O nome Plano Piloto espelha exatamente o nosso entusiasmo com a cidade nova e o planejamento de Lucio Costa e Oscar Niemeyer. Quando Max Bense veio ao Brasil adorou Brasília. Mas Brasília sempre dividiu os brasileiros. Os cariocas eram contra porque perdiam as bocas, tinham de fazer uma vida nova, deixar Copacabana, Leblon ou Ipanema. Nós tínhamos contato com os pintores concretos de São Paulo desde 1952 e eles tratavam muito dos temas da arte abstrata, do construtivismo e da arquitetura. Conhecemos as primeiras maquetes de Brasília em 1956 por meio das revistas. O nosso manifesto é de 1958.

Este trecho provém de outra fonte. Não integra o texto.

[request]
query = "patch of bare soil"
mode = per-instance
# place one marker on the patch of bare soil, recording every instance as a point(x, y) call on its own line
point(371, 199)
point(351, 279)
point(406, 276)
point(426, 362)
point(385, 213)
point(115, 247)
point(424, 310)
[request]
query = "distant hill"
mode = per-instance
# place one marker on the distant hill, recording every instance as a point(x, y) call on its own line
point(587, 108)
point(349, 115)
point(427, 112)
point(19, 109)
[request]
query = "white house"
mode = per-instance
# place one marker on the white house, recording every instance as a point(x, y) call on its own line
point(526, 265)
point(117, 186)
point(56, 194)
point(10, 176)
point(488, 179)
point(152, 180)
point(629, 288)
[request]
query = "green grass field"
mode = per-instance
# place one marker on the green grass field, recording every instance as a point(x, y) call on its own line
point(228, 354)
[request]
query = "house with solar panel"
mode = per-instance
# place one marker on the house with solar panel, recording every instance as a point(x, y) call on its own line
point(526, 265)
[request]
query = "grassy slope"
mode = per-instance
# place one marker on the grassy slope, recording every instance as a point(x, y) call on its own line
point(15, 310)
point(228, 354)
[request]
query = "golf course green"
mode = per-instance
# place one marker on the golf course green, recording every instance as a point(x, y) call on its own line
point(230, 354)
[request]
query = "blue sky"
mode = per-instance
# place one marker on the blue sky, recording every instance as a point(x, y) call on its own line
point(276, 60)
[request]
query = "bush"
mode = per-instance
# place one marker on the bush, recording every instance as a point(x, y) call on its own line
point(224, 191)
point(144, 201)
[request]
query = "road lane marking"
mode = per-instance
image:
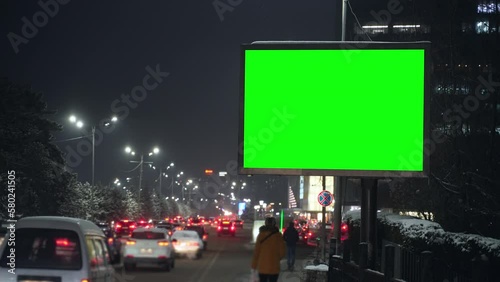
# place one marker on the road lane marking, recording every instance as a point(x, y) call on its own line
point(204, 274)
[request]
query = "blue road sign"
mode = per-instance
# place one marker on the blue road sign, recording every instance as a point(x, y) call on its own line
point(325, 198)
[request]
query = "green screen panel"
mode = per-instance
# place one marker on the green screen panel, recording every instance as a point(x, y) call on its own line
point(332, 110)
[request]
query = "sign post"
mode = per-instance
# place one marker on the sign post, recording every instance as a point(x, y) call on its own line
point(325, 199)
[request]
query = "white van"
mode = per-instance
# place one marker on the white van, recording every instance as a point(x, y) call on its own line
point(50, 248)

Mas qual a sua visão pessoal sobre Brasília?
Me considero suspeito, pois, na verdade, eu sou quase brasiliense. Eu e Ligia passamos a frequentar Brasília e a ser brasilienses desde 1980, quando o meu filho Roland se mudou para a cidade para exercer a função de professor de física da UnB. Gostamos cada vez mais daqui. E nunca me senti isolado em Brasília, pois logo fiz amizade com o Gontijo, o Kac, o Turiba e o pessoal da revista Bric a Brac. Há muitas afinidades e muitas conversas interessantes. E, depois, a minha neta de 22 anos é brasiliense.
Você escreveu um poema sobre a perplexidade de estar em uma situação de pós-modernismo. Nós estamos superando essa situação ou ainda permanecemos imersos nela?
Não sei se sou a melhor pessoa para falar sobre os novos. O Ezra Pound dizia que os velhos não devem opinar sobre os novos, pois só gostam dos que se parecem com eles. Acho que a palavra pós-moderno em arquitetura tem um sentido, mas em literatura, ela nunca me convenceu. Ninguém conseguiu me explicar direito o que é o pós-moderno. Me parece um período dominado por um ecletismo barato, um verdadeiro vale-tudo. Claro que algumas pessoas conseguem fazer coisas interessantes nesse cenário. Mas em muitos casos, o que vejo é um retromoderno, escondendo um desejo de retornar a um estado de coisas de antes das conquistas modernistas. Por isso, eu exagerei no poema Pós-Tudo, pois eu queria fazer uma crítica feroz ao pós-moderno. Acho que continuamos modernos e talvez ultramodernos.
Palavra tem alma?
A dos grandes poetas tem seguramente. Mas sem forma não há nada.
Você mesmo chamou a atenção para o alto nível poético que a canção popular atingiu em alguns momentos no Brasil? Por que o padrão caiu tanto?
Desde os cantadores nordestinos, a poesia da canção brasileira é fantástica. Mas acho que a poesia cantada brasileira continua muito rica. Talvez o momento mais revolucionário tenha refluído. Vejo mais esta fase como de aperfeiçoamento. Gosto muito de hip-hop, não o rap façanhudo, em que as garotas bonitas aparecem na condição de cenário. O rap de que gosto é do Lauryn Hill ou da Erikah Badu, que fazem uma música mais abstrata e experimental. Quero pelo menos ser surpreendido.
Como é a sua relação com o futebol?
Torço para o Corinthians, mas, no momento, o que mais desperta o meu entusiasmo é o time de meninos do Santos. O Neymar e o Ganso são uma esperança da volta da imaginação e da invenção no futebol brasileiro.
Em que medida o avanço da idade e a proximidade com a morte afetam a sua visão de mundo e de poeta?
Tenho vários poemas, principalmente os últimos, que lidam com esse tema, mas não é uma obsessão. Tenho medo da dor, mas não da morte. Gostaria de morrer como o meu pai, que teve um ataque cardíaco fulminante aos 83 anos de idade. Tenho até curiosidade, quem sabe é algo mais interessante. A morte está relacionada com o amor, porque você fica na dúvida se vai reencontrar as pessoas de quem gosta.